(Karaburun Bilim Kongresi haberlerinin tamamına buradan ulaşabilirsiniz: Komünistler Karaburun Bilim Kongresi’ne Katıldılar)
Karaburun’da gerçekleştirdiğimiz Köz söyleşilerinin dördüncüsü “Komünistler Hangi Geleneğin Takipçisi Olmalı” başlığıyla gerçekleşti. İlk bölümde söz alan yoldaş “devrimci bir teori olmadan devrimci hareket olmaz” sözünde kristalleşmiş gelenek vurgusunun açılması gerektiğine işaret ederek, siyasi bulanıklık döneminde komünist geleneğin ne olduğunun aydınlatılmasının gerekliliğine işaret etti. Sosyalizm mücadelesinin nasıl yürütülmesi gerektiğine dair kafa karışıklığının, devrimci gelenekten damıtılmış devrimci teori eksikliği olduğunu belirttikten sonra, siyasi dönemeçlerde nasıl bir tutum takınılması gerektiğine verilecek doğru cevabın komünistlerle merkezci-oportünist akımlar arasındaki ayrım çizgilerini kalınlaştıracağına değindi. Bu anlamda komünist hareketin en uç mevzisi 1917 Ekim Devrimi’nin örnek alınması gerektiğine, bu devrimin eksikliklerinin ve hatalarının ise bir dahaki sefere tekrarlamamak adına incelenmesi gerektiğine vurgu yaptı. Devrimci bir dalganın ürünü olan Ekim Devrimi’nin başarısını Bolşevik tipte bir partiye bağlayan çok akım olmadığını, Bolşevik partinin hakkını veren akımların ancak bir kısmının bugün böyle bir partinin var olmadığı tespitini yaptığını ve çok az akımın Bolşevik partinin nasıl yaratılacağına dair bir cevabı olduğunu, üstelik bu cevapların da doğru olmadığını belirtti. Bugün elimizde program ya da militan eksiği olmadığına, komünist bir programın dayattığı siyasal çizgiyi kararlı bir şekilde uygulayacak bir örgütün Köz’ün arkasında duran komünistler tarafından yaratılacağına vurgu yaptı.

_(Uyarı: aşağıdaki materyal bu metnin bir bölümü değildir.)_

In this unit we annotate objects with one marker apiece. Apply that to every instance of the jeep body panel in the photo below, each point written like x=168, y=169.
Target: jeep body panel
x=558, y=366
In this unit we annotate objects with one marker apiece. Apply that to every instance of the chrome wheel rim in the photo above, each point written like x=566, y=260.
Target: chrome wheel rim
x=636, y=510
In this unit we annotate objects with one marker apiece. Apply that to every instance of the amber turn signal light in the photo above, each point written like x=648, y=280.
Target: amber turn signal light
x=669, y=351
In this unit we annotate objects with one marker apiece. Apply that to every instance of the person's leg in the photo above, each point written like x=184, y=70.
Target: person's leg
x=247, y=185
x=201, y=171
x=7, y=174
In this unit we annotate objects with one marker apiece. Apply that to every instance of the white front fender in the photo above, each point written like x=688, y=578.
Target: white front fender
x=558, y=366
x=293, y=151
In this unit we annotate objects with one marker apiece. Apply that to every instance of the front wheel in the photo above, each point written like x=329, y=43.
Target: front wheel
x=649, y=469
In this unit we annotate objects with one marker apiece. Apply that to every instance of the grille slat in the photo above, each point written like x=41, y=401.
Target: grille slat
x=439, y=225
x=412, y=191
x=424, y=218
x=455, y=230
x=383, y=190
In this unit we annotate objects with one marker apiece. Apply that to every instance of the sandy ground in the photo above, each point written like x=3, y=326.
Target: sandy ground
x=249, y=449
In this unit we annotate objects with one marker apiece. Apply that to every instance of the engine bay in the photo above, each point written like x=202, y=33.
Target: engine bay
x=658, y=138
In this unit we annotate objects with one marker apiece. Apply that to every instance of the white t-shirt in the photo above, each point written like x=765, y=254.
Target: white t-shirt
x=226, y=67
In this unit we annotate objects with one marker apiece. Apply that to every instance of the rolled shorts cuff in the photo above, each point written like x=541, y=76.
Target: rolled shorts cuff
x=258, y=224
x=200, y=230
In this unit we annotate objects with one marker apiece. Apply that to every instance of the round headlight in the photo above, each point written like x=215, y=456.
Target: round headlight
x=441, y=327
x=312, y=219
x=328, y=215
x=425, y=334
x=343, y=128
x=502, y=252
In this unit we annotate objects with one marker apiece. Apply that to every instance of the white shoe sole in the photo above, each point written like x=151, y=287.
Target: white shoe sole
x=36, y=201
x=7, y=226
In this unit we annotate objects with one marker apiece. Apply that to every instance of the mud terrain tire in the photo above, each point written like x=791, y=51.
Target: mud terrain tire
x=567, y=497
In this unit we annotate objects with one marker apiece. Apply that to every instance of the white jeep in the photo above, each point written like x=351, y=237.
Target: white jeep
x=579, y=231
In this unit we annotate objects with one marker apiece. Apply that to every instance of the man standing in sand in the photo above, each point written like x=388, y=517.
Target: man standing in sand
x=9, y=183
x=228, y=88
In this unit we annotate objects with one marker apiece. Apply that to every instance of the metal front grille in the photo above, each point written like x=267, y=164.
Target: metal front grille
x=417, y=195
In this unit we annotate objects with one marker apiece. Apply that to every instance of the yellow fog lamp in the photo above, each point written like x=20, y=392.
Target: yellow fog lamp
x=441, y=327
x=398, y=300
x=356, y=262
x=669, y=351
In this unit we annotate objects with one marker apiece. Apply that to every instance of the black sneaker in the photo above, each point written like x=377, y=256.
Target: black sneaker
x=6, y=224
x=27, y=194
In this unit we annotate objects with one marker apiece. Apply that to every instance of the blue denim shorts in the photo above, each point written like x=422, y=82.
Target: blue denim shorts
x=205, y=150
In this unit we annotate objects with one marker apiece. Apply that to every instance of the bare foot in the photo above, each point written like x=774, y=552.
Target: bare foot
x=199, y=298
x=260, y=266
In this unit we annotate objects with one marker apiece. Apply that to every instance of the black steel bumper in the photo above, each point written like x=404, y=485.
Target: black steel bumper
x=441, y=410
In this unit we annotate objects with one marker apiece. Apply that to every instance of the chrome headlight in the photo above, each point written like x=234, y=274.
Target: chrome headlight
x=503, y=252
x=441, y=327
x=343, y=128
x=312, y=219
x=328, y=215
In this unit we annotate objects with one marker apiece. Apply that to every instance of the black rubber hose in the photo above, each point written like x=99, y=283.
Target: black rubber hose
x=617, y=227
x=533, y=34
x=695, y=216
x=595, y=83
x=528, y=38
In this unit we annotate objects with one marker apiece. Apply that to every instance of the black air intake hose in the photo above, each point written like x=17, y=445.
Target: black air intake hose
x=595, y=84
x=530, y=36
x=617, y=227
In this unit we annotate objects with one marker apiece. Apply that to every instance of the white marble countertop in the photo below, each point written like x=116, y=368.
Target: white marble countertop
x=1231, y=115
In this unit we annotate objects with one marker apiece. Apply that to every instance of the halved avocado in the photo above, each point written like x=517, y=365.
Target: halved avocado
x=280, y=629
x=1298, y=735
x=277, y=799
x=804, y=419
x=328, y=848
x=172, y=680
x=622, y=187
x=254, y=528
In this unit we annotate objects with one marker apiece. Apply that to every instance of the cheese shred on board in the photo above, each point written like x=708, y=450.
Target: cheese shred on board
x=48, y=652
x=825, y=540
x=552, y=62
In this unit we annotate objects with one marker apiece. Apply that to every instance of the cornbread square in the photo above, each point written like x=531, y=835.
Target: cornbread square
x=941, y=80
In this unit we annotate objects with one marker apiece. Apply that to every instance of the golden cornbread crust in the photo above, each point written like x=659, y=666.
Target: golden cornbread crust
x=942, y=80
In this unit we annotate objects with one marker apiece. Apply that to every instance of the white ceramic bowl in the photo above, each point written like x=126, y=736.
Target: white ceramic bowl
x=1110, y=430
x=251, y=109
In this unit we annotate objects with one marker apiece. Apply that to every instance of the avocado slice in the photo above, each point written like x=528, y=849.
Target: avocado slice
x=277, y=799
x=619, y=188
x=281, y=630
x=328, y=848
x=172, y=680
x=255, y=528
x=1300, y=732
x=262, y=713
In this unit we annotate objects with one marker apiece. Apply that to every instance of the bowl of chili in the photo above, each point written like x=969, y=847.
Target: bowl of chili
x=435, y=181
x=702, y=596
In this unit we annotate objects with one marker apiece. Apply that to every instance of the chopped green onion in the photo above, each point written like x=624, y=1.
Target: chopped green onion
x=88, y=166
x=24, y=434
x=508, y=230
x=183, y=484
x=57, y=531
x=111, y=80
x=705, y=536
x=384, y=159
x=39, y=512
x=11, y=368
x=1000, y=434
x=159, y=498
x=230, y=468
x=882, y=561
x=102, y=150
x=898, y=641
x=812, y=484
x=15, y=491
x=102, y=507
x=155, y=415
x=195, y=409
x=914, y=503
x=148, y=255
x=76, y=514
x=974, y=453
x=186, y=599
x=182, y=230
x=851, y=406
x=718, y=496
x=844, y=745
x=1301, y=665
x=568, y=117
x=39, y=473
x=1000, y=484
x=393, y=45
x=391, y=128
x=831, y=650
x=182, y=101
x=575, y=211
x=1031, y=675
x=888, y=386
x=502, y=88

Söyleşinin ikinci bölümünde söz alan yoldaş konuşmasına kararlı bir şekilde izlenmesi gereken komünist bir siyasi çizginin, komünist hareketin tepe noktası Komünist Enternasyonalin 21 Koşulu’yla somutlandığını söyleyerek başladı. 21 Koşul’un eskidiğine ya da günümüz koşullarına uygun olmadığına kanaat getiren akımlara karşı 21 Koşul’un güncelliğini örnekler üzerinden kanıtladı. Kürdistan meselesi bu kadar yakıcıyken ezen-ezilen ulus sorununa, gerillacı akımların alternatif ordularının veyahut “askere gitme kardeşkanı dökme” sloganlarının cirit attığı siyasi ortamda ordu içi bozguncu çalışmanın önemine değindi. Legalist tasfiyeciliğin had safhasında koşulun legalite-illegalite tezinin önemine vurgu yaptı. Programına proletarya diktatörlüğünü günümüzün baskıcı hukukunu bahane ederek yazmayan akımların yerinin ancak legalist tasfiyecilerin yanı olacağını belirtti. Öte yandan 21 Koşul’u kabul ettiğini ancak oportünist-merkezci akımlarla yaşanacak bir ayrışmanın ne yeri ne de zamanı olduğunu iddia eden akımlara karşıysa, asıl ayrışmanın hemen bugün yapılması gerektiği, demokrasi mücadelesinin ancak oportünistlerden temizlenmiş Leninist parti bayrağının altında gerçekleştirilebileceği, aksi halde yürütülen tüm birleşik mücadelelerin komünistleri düzen güçlerinin kuyruğuna takacağı cevabını verdi. Bu topraklardaki Bolşevik bir önderlik boşluğununsa ancak 21 Koşul’la belirlenmiş siyasi çizginin kararlılıkla izlenmesi koşuluyla yaratılacağını savundu.